= Lisbet Dæhlin =

Danish-born Norwegian ceramist

Lisbet Dæhlin née Hübschmann (1922–2012) was a Danish-born Norwegian ceramist who is remembered for her blue-glazed jugs and vases. She was among those who helped to develop Norwegian ceramics from practical use to works of art. After studying in Copenhagen, she moved to Norway in 1949 and worked for a time with the sculptor and ceramist Svein Visted (1903–84) in his Lillehammer workshop. Around 1970, she established her own studio in the Frysia district of Oslo where she worked until 2007. She has exhibited widely in Norway and beyond. A number of Dæhlin's creations are in the permanent collection of Norway's National Museum.

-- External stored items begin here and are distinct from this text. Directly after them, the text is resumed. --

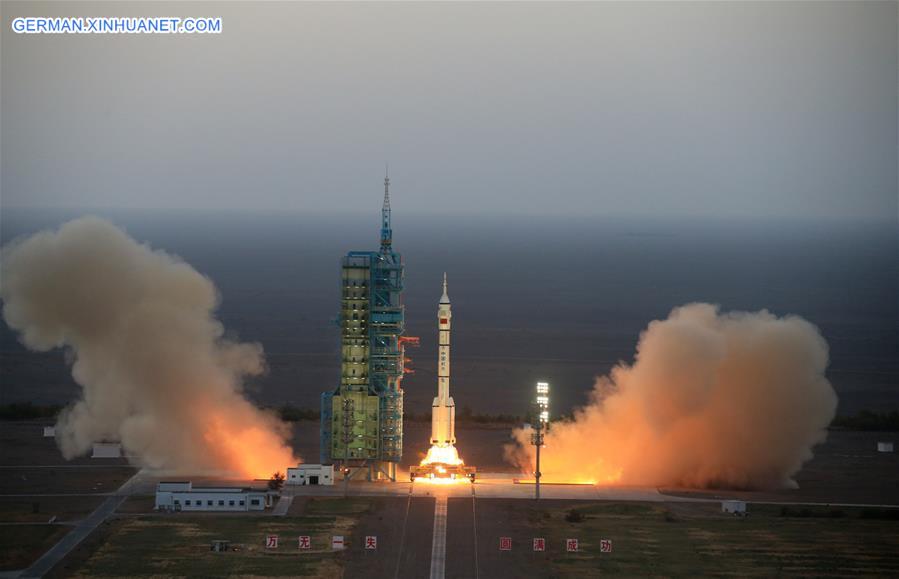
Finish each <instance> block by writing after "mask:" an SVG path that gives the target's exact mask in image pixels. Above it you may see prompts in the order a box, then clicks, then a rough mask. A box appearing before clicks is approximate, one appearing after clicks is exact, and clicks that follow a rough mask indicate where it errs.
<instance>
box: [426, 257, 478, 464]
mask: <svg viewBox="0 0 899 579" xmlns="http://www.w3.org/2000/svg"><path fill="white" fill-rule="evenodd" d="M452 317H453V313H452V306H451V304H450V299H449V295H448V294H447V291H446V273H444V274H443V295H442V296H440V303H439V304H438V306H437V328H438V353H437V356H438V363H437V396H435V397H434V402H433V403H432V404H431V448H430V449H428V454H427V456H425V458H424V459H423V460H422V461H421V464H420V465H419V466H417V467H415V466H413V467H412V469H411V470H410V477H411V479H412V480H413V481H414V480H415V479H416V478H422V479H425V480H435V481H441V480H442V481H453V480H460V481H461V480H471V481H474V478H475V470H476V469H475V468H474V467H466V466H465V463H464V462H463V461H462V459H461V458H459V451H458V450H456V403H455V402H454V401H453V397H452V396H450V395H449V385H450V330H451V324H452Z"/></svg>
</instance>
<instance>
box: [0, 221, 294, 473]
mask: <svg viewBox="0 0 899 579" xmlns="http://www.w3.org/2000/svg"><path fill="white" fill-rule="evenodd" d="M0 273H2V286H0V298H2V300H3V317H4V319H5V320H6V323H7V324H8V325H9V327H10V328H12V329H13V330H16V331H18V332H19V334H20V339H21V341H22V343H24V344H25V346H26V347H28V348H29V349H31V350H35V351H49V350H52V349H54V348H66V349H67V351H68V353H69V354H70V359H71V360H72V376H73V377H74V379H75V381H76V382H77V383H78V384H79V385H80V386H81V388H82V397H81V399H80V400H78V401H77V402H75V403H74V404H73V405H72V406H70V407H68V408H67V409H65V410H64V411H63V412H62V414H61V415H60V417H59V423H58V424H57V429H56V432H57V443H58V444H59V447H60V449H61V450H62V453H63V455H64V456H65V457H66V458H73V457H75V456H79V455H82V454H84V453H86V452H87V451H88V450H90V448H91V446H92V444H93V443H94V442H98V441H103V440H110V441H121V443H122V446H123V448H124V450H125V452H126V454H127V455H128V456H129V457H130V460H132V462H135V463H136V464H137V465H139V466H147V467H153V468H165V469H174V470H180V471H194V472H196V471H198V470H211V469H214V470H224V471H229V472H233V473H235V474H239V475H242V476H245V477H268V476H270V475H271V473H272V472H275V471H279V470H282V469H283V468H284V467H285V466H286V465H288V464H296V462H297V459H296V458H295V457H294V456H293V452H292V451H291V449H290V448H289V447H288V445H287V444H286V440H287V438H288V436H289V429H288V428H287V426H286V425H285V424H283V423H282V422H280V421H279V420H278V419H276V418H275V417H274V416H272V415H269V414H268V413H265V412H262V411H261V410H259V409H258V408H256V407H255V406H254V405H253V404H251V403H250V402H249V401H248V400H247V399H246V398H245V397H244V396H243V395H242V393H241V389H242V380H243V378H244V377H246V376H252V375H257V374H260V373H262V372H263V371H264V370H265V360H264V358H263V355H262V346H261V345H259V344H257V343H240V342H236V341H232V340H229V339H226V338H224V337H223V334H224V328H223V326H222V324H221V323H220V322H219V321H218V320H216V319H215V318H214V316H213V314H214V311H215V308H216V307H217V305H218V295H217V293H216V289H215V287H214V285H213V284H212V282H211V281H210V280H209V279H208V278H206V277H204V276H203V275H201V274H200V273H198V272H197V271H196V270H194V269H193V268H192V267H190V265H188V264H187V263H185V262H183V261H181V260H180V259H179V258H177V257H174V256H172V255H169V254H166V253H164V252H161V251H158V250H157V251H154V250H152V249H151V248H150V247H148V246H147V245H141V244H139V243H138V242H136V241H135V240H134V239H132V238H131V237H129V236H128V235H127V234H126V233H125V232H124V231H122V230H121V229H119V228H117V227H116V226H115V225H113V224H112V223H109V222H108V221H105V220H103V219H99V218H96V217H84V218H80V219H76V220H73V221H70V222H68V223H66V224H64V225H63V226H62V227H61V228H60V229H59V230H58V231H42V232H39V233H36V234H34V235H32V236H30V237H28V238H26V239H20V240H16V241H14V242H12V243H10V244H9V245H7V246H6V247H4V248H3V256H2V271H0Z"/></svg>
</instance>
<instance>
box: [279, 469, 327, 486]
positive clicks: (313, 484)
mask: <svg viewBox="0 0 899 579" xmlns="http://www.w3.org/2000/svg"><path fill="white" fill-rule="evenodd" d="M287 484H289V485H333V484H334V465H333V464H301V465H298V466H296V467H291V468H288V469H287Z"/></svg>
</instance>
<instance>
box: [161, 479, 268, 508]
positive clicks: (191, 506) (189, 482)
mask: <svg viewBox="0 0 899 579" xmlns="http://www.w3.org/2000/svg"><path fill="white" fill-rule="evenodd" d="M270 506H271V501H270V499H269V495H268V493H267V492H266V491H264V490H259V489H249V488H241V487H195V486H193V484H192V483H190V482H161V483H159V484H158V485H156V507H155V508H156V510H157V511H160V510H161V511H229V512H230V511H238V512H239V511H262V510H265V508H266V507H270Z"/></svg>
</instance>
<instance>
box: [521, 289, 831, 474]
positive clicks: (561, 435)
mask: <svg viewBox="0 0 899 579" xmlns="http://www.w3.org/2000/svg"><path fill="white" fill-rule="evenodd" d="M827 363H828V348H827V343H826V342H825V341H824V338H823V337H822V336H821V334H820V333H819V332H818V330H817V328H815V326H813V325H812V324H810V323H809V322H807V321H805V320H803V319H802V318H799V317H796V316H787V317H784V318H778V317H776V316H774V315H772V314H770V313H768V312H767V311H765V310H762V311H760V312H756V313H746V312H736V313H726V314H722V313H719V312H718V308H717V307H716V306H713V305H709V304H701V303H696V304H690V305H686V306H683V307H680V308H676V309H674V310H673V311H672V312H671V314H670V315H669V316H668V319H666V320H663V321H654V322H652V323H650V324H649V327H648V328H647V329H646V330H645V331H644V332H643V333H642V334H641V336H640V341H639V344H638V345H637V354H636V357H635V361H634V363H633V365H627V364H624V363H619V365H618V366H616V367H615V368H614V369H613V370H612V372H611V375H610V376H608V377H601V378H598V379H597V382H596V385H595V386H594V389H593V391H592V393H591V397H590V401H589V403H588V404H587V405H586V406H584V407H582V408H579V409H577V410H576V411H575V413H574V416H573V418H572V419H570V420H565V421H560V422H558V423H553V424H552V425H551V429H550V431H549V433H548V434H547V435H546V438H545V447H544V452H542V453H541V461H540V462H541V471H542V473H543V475H544V477H545V478H546V479H548V480H562V481H581V482H584V481H594V482H597V483H621V484H638V485H671V486H688V487H734V488H747V489H748V488H778V487H790V488H795V487H796V486H797V485H796V483H795V481H793V480H792V477H793V475H795V474H796V473H797V472H798V471H799V469H800V467H801V466H802V464H803V463H804V462H806V461H807V460H809V459H810V458H811V457H812V447H813V446H814V445H815V444H817V443H820V442H822V441H824V439H825V438H826V436H827V430H826V428H827V425H828V424H829V423H830V421H831V420H832V419H833V417H834V412H835V411H836V406H837V396H836V393H835V392H834V390H833V388H832V387H831V385H830V383H829V382H828V381H827V379H826V378H825V376H824V371H825V368H826V367H827ZM513 437H514V439H515V443H513V444H510V445H507V446H506V459H507V460H509V461H510V462H512V463H513V464H516V465H518V466H520V467H521V468H522V470H523V471H524V472H533V470H534V463H535V461H534V453H535V449H534V447H533V446H532V445H531V444H530V431H529V430H525V429H516V430H515V431H514V432H513Z"/></svg>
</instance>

==Early life, education and family==
Born on 17 June 1922 in Lunde, Varde Municipality, in northwest Jutland, Lisbet Hübschmann was the daughter of the miller and amateur painter Jakob Carstensen Jakobsen Hübschmann (1893–1973) and his wife Birgitte Bloch Sørensen (1891–1978). She was the elder sister of the painter Peer Hübschmann (1920–93). From 1942 to 1945 she attended the Arts and Crafts School in Copenhagen. She then gained practical experience in workshops in Denmark and France (1946–48). In July 1950, she married the university teacher Erik Oddvar Dæhlin (1926–2010)

==Career==
Dæhlin moved to Norway in 1949, working as an assistant to Svein Visted in his ceramics workshop in Lillehammer. There she was able to learn the art of glazing as well how to work with stoneware, a material which was new to Norway. Together with Visted, she presented her works at Galleri Per in Oslo in 1950 at the first Norwegian exhibition of ceramics in an art gallery.

Her success resulted from her ability to transform jugs, vases, teapots and cups into works of art which still ensuring they could be used in practice. With their fine soft lines, her blue-glazed jugs and teapots are reminiscent of paintings by Vermeer. Dæhlin has also decorated rooms, for example the NAVF insurance company building in the Sandakerveien district of Oslo where in 1988 she decorated the walls with a variety of jugs, some resembling waitresses. Dæhlin's creations can be seen in a number of museums, including Norway's National Museum.

Lisbet Dæhlin died in Oslo on 2 July 2012.

==Awards==
In 1998, Dæhlin received Norway's most significant crafts award, the Jacob Prize.